A lot of research in the area of reconfigurable computing systems is focused on the re-use of devices for different applications. But compared to this, newly developed devices provide much more advantages. They allow to re-use the functional elements of a device for different operations within a single application. This is accomplished by extremely fast reconfiguration (in less than a clock cycle) during run-time. For these devices, frequent reconfiguration is part of the regular execution. The reconfiguration keeping pace with the execution yields an additional degree of freedom that constitutes a new principle of reconfiguration. We name this new principle processor-like reconfiguration. By means of reconfigurable data-paths, processor-like reconfiguration allows to instantiate and execute within one clock cycle exactly that part of a circuit that is needed in this cycle.
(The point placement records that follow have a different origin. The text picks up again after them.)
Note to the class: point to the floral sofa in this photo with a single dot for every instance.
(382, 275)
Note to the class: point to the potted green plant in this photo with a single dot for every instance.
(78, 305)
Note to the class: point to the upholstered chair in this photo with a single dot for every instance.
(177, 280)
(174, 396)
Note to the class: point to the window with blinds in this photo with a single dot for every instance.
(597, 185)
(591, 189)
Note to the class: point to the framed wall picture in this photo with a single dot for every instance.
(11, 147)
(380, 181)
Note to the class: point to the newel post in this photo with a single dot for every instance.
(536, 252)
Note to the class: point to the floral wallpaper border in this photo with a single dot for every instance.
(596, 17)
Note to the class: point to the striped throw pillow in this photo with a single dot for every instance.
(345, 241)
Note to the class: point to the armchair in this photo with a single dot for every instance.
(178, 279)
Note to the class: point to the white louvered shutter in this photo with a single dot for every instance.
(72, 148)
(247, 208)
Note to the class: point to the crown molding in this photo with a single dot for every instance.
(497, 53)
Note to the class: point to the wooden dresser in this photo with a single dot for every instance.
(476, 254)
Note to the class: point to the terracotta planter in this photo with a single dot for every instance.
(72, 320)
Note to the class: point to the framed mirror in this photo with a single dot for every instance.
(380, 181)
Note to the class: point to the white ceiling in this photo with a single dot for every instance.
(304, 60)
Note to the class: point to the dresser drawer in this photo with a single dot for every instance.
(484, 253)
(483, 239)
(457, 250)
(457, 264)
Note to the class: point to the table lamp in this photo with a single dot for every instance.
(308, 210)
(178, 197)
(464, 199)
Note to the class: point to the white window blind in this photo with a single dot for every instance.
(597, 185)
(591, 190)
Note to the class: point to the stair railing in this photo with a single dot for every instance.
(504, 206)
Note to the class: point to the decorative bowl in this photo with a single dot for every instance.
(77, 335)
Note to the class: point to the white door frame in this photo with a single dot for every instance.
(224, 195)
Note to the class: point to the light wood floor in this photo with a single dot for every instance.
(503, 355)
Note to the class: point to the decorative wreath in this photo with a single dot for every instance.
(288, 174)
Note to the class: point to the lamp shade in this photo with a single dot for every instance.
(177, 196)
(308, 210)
We investigate the advantages of processor-like reconfiguration compared to traditional processors as well as compared to conventional hardware solutions and in particular FPGAs. A major objective is to harness the advantages for applications. As a starting point for our research, we have defined the CRC model. the CRC model is a very general model for processor-like reconfigurable architectures that can be configured with a variety of parameters1. Based on that model we develop tools to build and benchmark such architectures, and to map applications onto them.
1 This configuration must not be confused with the reconfiguration of the architecture during run-time. These two different levels of (re-)configuration account for the name Configurable Reconfigurable Core (CRC).